Integenerational Wealth: A Case Study of the Rockefellers

The late Dr. Thomas Stanley’s research in The Millionaire Next Door offered the statistics that 92% of millionaire households in the United States were first-generation wealthy. There are three primary factors that explain why wealth is not stagnant in America: an extensive spirit of philanthropy (American millionaires are more likely to donate half their estates to charitable causes than the wealthy in any other country); general mismanagement by the heirs (there seems to be something in human nature that suggests people who do not directly earn wealth from their own labor cannot maintain it as well as those who did); and an increasing divisor of heirs makes it difficult for idle wealth to perpetuate.

Few very investment articles discuss the mechanics of this third element. To conduct a case study into how this plays out in real life, let’s take a look at what we know from the trust of the richest American that this country has ever produced: John Davison Rockefeller, Sr.

Rockefeller was so rich that he, at one time, controlled over 90% of the oil market and represented over 1.5% of the entire United States economy. That was in terms of revenues. When the United States generated $88 billion in 1920, approximately $1.3 billion of that economic activity flew under the umbrella of something Rockefeller owned. On an inflation-adjusted basis, he died with a $340 billion net worth in 1937. Rockefeller earmarked over half of his wealth to set aside in trusts that would support the lifestyles of his progeny.

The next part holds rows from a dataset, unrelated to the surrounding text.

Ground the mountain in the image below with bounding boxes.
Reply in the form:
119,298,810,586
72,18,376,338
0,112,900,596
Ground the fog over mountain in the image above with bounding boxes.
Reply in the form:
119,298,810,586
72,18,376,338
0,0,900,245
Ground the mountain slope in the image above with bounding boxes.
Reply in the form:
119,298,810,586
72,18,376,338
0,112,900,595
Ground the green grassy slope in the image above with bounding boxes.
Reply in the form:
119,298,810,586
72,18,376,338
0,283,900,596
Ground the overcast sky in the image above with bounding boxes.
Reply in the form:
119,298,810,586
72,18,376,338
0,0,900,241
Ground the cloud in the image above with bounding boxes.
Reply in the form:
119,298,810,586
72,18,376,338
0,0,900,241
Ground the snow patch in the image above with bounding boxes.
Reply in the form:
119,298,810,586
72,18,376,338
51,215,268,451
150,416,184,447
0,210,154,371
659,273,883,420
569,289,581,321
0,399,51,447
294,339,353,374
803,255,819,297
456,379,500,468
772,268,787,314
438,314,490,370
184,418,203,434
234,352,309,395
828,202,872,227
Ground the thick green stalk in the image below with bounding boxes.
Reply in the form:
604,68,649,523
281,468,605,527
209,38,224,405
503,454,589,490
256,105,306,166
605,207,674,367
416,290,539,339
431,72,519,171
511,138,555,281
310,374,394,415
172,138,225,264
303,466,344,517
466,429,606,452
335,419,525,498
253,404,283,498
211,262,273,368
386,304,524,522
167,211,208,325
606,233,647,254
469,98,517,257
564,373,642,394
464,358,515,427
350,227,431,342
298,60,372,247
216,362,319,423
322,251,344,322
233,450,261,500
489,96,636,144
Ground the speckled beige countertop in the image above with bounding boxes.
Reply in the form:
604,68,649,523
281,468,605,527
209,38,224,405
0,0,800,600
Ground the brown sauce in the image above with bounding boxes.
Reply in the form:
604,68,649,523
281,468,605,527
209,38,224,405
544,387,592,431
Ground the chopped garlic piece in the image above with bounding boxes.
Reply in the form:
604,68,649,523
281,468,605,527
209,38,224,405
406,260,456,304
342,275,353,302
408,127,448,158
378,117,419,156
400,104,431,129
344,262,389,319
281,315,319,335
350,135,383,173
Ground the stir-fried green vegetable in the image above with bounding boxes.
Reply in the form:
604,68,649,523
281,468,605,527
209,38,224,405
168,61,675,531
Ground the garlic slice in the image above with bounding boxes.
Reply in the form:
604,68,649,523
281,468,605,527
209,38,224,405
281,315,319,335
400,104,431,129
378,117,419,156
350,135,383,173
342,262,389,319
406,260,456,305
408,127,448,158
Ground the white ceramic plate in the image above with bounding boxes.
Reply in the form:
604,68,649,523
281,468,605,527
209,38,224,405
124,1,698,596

Based on this information, you would assume that every Rockefeller heir would be sitting on $100+ million estates from the work of the elder Rockefeller alone. But that is not the case.

The book “The Rockefellers: An American Dynasty” chronicles the slow process of receiving wealth for the fourth and fifth generation Rockefeller. The general terms of receiving the trust are this. Starting at age 21, each Rockefeller begins receiving $10,000 per year from a trust created by John Sr. At age 24, the annual income doubles to $20,000. It increases by $10,000 per year until age 30, at which time a Rockefeller heir can receive $130,000 per year. At age 30, or upon getting married, a Rockefeller may begin receiving all income generated from the trust, generally between $400,000 and $600,000 depending on the market conditions.

Of course, none of this takes into account the trusts set up by subsequent Rockefellers for their kids, and no information has been publicly been disclosed on the topic. But we can see what the individual efforts of the richest American have been to produce. This is meaningful wealth–certainly enough income to put someone in the top 1% of Americans based on annual household income–but it is not the sort of wealth you would expect to be generated from a man who could have purchased every NFL, MLB, NBA, and NHL team combined. And still have $100+ billion leftover.

This can be explained by an increasing divisor. If each Rockefeller got married, had one kid, and then had one kid, the maintenance of the same standard of living could be achieved. But if you have three kids, and each of them has three kids, and each of them has three kids, you suddenly have 39 people. Thinks really bust up the generation after that, as you would have 81 new entrants if the three kid status quo is maintained.

That is why it is very difficult to preserve wealth over extended periods of time, because the beneficial effects of money compounding is offset by a rapidly increasing divisor as each generation creates more people to lay claim to the trust assets.

None of these figures take into account an unusually high generation–what if one beneficiary early in the family tree has six or seven kids?–and nor does it adjust for the probability of squandering the trust over time due to poor investment selection (it assumes ordinary market rates of return.)

The debate matters because it often has a strong influence on policy matters relating to taxation for intergenerational wealth transfers. The idea of what the 1% in America really looks like is quite different from general media depictions on the topic. Going back, again, to Dr. Stanley’s research, the average American family that reaches millionaire status enjoys it for 9.7 years. It is not something that lasts forever. That is because it takes years of diligent delayed gratification, and the time necessary for compounded returns to do its work. The public sentiment in the United States regarding the wealthy would shift if people thoroughly understood Dr. Stanley’s data: Over 90% of American millionaires did not come from millionaire households, and they tend to enjoy millionaire-status for 9.7 years towards the Back Nine of life.